Дом ее погружен был во тьму. Она вошла в калитку и увидела, что угли в дворовом очаге еще тлеют. Вдруг она споткнулась о что-то мягкое и чуть было не упала. Ударила по мягкому палкой.
— Эй, кто там? — раздался сонный хриплый голос Митри из-под тулупа.
Витория посмеялась про себя и ничего не ответила. Батрак вскочил на ноги и снова рявкнул:
— Кто там?
Пригнувшись, он шагнул к воротам. Не увидев никого, остановился.
— Случилось что, Митря? — спросила хозяйка.
— Кто там? — крикнул опять батрак. Потом поворотился к женщине: — Видать, уже нет никого, ушел…
— Кто?
— Да тот, кто тут был. Своими глазами видел. Я кричал ему, покуда ты не вышла. А теперь нет его; будто сквозь землю провалился. Было уж такое однажды со мной на горе. Нечистое дело, верно.
— Да уж ладно. Залезай под свой тулуп, повернись на другой бок, а то кабы опять чего с тобой не стряслось.
— Эй, кто там? — крикнул снова, но уже мягче, будто в сомнении, батрак. Потом, высоко подняв локоть, почесал под мышкой.
Витория засмеялась. В доме засветили лампу.
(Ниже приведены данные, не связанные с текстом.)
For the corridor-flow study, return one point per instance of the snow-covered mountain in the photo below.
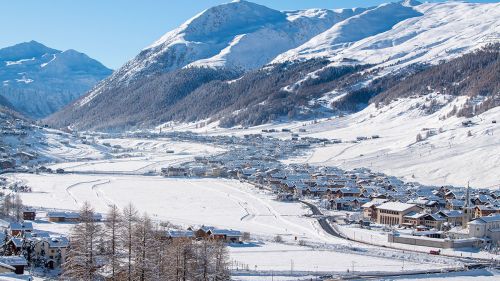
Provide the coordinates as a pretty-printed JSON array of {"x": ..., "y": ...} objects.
[
  {"x": 38, "y": 80},
  {"x": 284, "y": 60},
  {"x": 441, "y": 32}
]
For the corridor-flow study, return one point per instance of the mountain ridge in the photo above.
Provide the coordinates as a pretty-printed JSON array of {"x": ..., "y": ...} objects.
[
  {"x": 38, "y": 80},
  {"x": 394, "y": 40}
]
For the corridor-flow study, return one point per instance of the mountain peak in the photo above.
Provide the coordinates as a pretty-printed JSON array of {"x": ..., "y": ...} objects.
[
  {"x": 231, "y": 18},
  {"x": 410, "y": 3},
  {"x": 25, "y": 50}
]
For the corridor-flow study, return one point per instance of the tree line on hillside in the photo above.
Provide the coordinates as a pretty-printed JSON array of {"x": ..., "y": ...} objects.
[
  {"x": 280, "y": 91},
  {"x": 129, "y": 246}
]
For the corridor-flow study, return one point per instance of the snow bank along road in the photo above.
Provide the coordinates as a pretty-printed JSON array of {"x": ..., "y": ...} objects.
[{"x": 227, "y": 204}]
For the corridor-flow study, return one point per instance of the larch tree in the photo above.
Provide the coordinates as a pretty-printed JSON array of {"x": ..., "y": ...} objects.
[
  {"x": 113, "y": 224},
  {"x": 127, "y": 238},
  {"x": 84, "y": 255}
]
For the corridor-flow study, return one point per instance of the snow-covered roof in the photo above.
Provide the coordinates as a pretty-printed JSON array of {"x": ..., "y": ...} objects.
[
  {"x": 180, "y": 234},
  {"x": 396, "y": 206},
  {"x": 13, "y": 260}
]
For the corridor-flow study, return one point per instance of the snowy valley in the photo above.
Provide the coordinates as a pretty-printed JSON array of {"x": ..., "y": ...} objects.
[{"x": 255, "y": 144}]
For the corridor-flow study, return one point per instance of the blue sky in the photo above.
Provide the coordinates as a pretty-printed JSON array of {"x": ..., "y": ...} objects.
[{"x": 114, "y": 31}]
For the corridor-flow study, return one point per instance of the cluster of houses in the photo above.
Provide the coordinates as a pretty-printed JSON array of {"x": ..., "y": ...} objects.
[
  {"x": 206, "y": 232},
  {"x": 431, "y": 211},
  {"x": 22, "y": 245}
]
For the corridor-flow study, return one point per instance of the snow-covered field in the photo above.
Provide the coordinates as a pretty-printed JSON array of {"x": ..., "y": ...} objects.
[
  {"x": 146, "y": 155},
  {"x": 224, "y": 204},
  {"x": 448, "y": 156}
]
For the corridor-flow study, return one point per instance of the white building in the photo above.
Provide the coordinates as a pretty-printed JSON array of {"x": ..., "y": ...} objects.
[{"x": 486, "y": 227}]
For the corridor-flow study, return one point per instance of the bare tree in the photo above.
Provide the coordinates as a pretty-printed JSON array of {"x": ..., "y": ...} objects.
[
  {"x": 143, "y": 239},
  {"x": 83, "y": 256},
  {"x": 17, "y": 207},
  {"x": 127, "y": 236}
]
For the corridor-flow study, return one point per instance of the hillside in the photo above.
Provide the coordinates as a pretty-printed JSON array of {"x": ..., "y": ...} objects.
[
  {"x": 37, "y": 80},
  {"x": 220, "y": 67}
]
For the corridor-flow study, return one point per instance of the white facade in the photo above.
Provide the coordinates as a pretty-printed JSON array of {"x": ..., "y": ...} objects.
[{"x": 486, "y": 227}]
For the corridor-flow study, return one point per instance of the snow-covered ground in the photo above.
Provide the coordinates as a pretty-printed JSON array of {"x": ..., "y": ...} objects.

— Это ты, матушка? — спросила Минодора, стоя в тени завалинки. — Я тут было вздремнула, да вот загалдели, сон будто рукой сняло.
— Как тут не галдеть, когда перед тобой нечистая сила? — бормотнул Митря. — Надо позвать отца Дэнилэ, пусть отслужит молебен и покропит святой водицей. А я пока сосну по другую сторону забора.
Он поволок за собой овчинный тулуп, словно тело мертвеца, и исчез за стеной мрака.
Витория вошла в дом, затеплила лампаду, поклонилась образам. Оконца замигали и застыли в блеклом мерцании.